My brief experience of Pentecostal/Charismatic Christianity as an undergraduate taught me much. The great and unforgivable sin of Mk 3 and Mt 12 was often defined as ‘quenching the Spirit’: that to speak ill of anything defined as a spiritual gift in the church would be to be pushed beyond the parameters of salvation for ever. This was errant nonsense, but it was powerful errant nonsense, particularly useful as a tool by which to maintain order in a church tightly controlled by one or two megalomaniacal control freaks. I left those church circles, but I hope I have retained some of what I learned there.

I hope I have retained my sense of the immediacy and ‘livingness’ of God. For years I moved into a far more cerebral and rite-based faith. I have no regrets, funnily enough about that, either. When Jesus spoke of ways we should love God he included ‘mind’ with ‘heart’: the anti-intellectualism of my charismatic beginnings was neither better nor worse than the paranoid suspicion of emotions that I experienced over my next half decade or more. I found some control freaks in those circles, too: the types that would scowl into non-existence some poor soul who genuflected at the wrong time, or who would glare to a cinder a child in church. In Adelaide I was once told that the strength of one church at which I was a Sunday locum was that there were no children there. I laughed aloud — until I realised that the speaker, a warden, was deadly serious.

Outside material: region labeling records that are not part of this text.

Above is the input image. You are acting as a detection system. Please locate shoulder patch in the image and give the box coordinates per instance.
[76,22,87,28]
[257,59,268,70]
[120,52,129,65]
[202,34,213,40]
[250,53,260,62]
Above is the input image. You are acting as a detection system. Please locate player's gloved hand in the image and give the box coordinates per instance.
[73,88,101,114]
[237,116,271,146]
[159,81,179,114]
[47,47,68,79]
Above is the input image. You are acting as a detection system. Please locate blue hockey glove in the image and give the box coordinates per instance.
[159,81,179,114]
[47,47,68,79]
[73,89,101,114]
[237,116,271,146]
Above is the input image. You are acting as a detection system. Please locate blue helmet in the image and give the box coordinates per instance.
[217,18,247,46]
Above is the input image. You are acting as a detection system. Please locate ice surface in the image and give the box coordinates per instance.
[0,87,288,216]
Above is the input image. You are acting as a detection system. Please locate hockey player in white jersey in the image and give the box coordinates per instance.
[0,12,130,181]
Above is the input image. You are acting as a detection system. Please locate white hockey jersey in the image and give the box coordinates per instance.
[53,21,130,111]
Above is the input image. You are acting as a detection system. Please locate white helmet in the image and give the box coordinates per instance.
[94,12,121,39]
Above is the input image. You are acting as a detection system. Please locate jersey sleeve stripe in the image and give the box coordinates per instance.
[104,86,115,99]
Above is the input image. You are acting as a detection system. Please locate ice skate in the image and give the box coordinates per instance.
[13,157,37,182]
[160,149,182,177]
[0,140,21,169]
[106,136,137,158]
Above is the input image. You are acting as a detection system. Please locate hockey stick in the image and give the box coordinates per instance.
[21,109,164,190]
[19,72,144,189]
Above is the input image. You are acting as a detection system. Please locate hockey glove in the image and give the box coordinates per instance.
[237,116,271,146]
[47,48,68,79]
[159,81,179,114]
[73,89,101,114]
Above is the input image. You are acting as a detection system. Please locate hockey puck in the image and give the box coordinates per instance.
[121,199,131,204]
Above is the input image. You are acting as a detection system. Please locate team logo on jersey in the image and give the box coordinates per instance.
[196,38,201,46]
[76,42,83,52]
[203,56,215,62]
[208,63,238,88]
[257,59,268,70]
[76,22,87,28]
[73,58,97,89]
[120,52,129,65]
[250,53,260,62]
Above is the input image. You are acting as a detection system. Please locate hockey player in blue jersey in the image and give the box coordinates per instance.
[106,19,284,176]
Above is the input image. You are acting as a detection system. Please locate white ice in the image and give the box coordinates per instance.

Ideally I would love to find a balance. I never again want to hear the silliness that I encountered in another church, where a group of women were crawling around, led by the Holy Spirit to bark for Jesus, probably a useful gestalt but little to do with the Jesus of the Cross. Perhaps my stopping that practice as ‘spiritual nonsense’ was ‘quenching the Spirit’ in the eyes of some. But for all that spiritually silliness, when that group learned to discern the difference between psychobabblingl nonsense and genuine openness to an immediate and active God they became a real engine-room in the life of the faith community. Somewhere in that balance is a message for us all.